Formulation for a custom regularizer to minimize amount of space taken by weights

Ge0rges · April 23, 2020, 3:08pm

Hello all.

Below is a screenshot of a custom regularizer I have implemented.

The goal of this regularizer is to minimize the total number of space taken by the weights rather than affect the value of any one weight. However by the nature of a regularizer, I require a formulation for my regularizer that is weight dependent, since otherwise backdrop won’t take it into account.

Essentially, if there are too many weights, it should push all weights to zero equally, and if there are too few weights, push the value of the weights to go up.

My current formulation works but is not weight dependent.
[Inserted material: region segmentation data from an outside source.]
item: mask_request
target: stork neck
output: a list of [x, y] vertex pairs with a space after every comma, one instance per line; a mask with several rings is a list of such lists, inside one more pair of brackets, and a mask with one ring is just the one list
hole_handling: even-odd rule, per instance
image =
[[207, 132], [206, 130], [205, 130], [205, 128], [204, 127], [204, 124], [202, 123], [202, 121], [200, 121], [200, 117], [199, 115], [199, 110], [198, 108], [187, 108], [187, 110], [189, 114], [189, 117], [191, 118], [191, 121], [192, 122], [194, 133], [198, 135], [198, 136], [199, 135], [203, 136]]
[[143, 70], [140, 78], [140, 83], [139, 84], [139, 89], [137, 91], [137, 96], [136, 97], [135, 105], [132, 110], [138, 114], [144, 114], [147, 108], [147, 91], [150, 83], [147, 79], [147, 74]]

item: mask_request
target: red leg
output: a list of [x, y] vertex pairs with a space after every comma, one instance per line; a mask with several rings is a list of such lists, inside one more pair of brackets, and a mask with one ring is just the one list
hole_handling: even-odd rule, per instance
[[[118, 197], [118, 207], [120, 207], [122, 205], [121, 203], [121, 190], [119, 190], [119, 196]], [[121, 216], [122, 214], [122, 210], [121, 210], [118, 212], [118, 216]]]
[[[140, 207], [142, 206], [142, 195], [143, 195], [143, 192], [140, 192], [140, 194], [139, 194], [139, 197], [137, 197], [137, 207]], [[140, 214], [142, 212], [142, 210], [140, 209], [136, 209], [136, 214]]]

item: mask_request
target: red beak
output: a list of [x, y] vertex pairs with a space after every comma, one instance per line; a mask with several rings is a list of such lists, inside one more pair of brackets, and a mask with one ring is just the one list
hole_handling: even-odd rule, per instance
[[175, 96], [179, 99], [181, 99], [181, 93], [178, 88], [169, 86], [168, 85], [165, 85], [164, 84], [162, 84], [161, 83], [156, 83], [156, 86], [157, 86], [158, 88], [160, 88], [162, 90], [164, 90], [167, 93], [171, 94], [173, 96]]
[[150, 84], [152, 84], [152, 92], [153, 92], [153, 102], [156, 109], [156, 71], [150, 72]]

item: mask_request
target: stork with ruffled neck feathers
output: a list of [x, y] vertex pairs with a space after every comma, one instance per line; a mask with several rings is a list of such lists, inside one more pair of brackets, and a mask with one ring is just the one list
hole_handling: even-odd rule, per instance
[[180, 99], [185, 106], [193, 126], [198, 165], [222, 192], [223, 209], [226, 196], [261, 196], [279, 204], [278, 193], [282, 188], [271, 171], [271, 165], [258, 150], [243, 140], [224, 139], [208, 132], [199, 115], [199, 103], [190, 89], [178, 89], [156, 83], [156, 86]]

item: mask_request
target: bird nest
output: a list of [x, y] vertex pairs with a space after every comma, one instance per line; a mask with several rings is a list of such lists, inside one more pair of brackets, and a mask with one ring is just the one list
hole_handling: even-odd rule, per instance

I have the function that would push towards the points intended given the number of bytes use and number of bytes available, but as said, it’s weight independent.

I appreciate any input.

PS: While I use numpy operations here, I am aware I need to use torch operations on tensors so as to remain in the computation graph. The problem is that resources_used remains a scalar, and the computations remain weight independent.

albanD · April 23, 2020, 3:27pm

Hi,

That penalty that you compute does not depend on the value of the parameters right? So it is expected that no gradients wrt these values can be computed.

Ge0rges · April 23, 2020, 5:12pm

Exactly, so I’m looking for a formulation that does the same but is weight dependent.

albanD · April 23, 2020, 5:16pm

Ho sorry I missed one paragraph in your question

Well anything related to the number of entries won’t work as it won’t be differentiable.
You can renormalize each value to get their number because that would give you a gradient of 0.
I guess you could try to center the parameter and use the standard deviation? You measure how much each tensor varies from a mean. In theory, you could represent them as a mean value and their offsets. So the closer they are, the better?

googlebot · April 23, 2020, 5:38pm

Perhaps L1 penalty (see here) proportional to what you compute would work?

Ge0rges · April 23, 2020, 7:09pm

Thank you for both answers have given me some ideas to think about.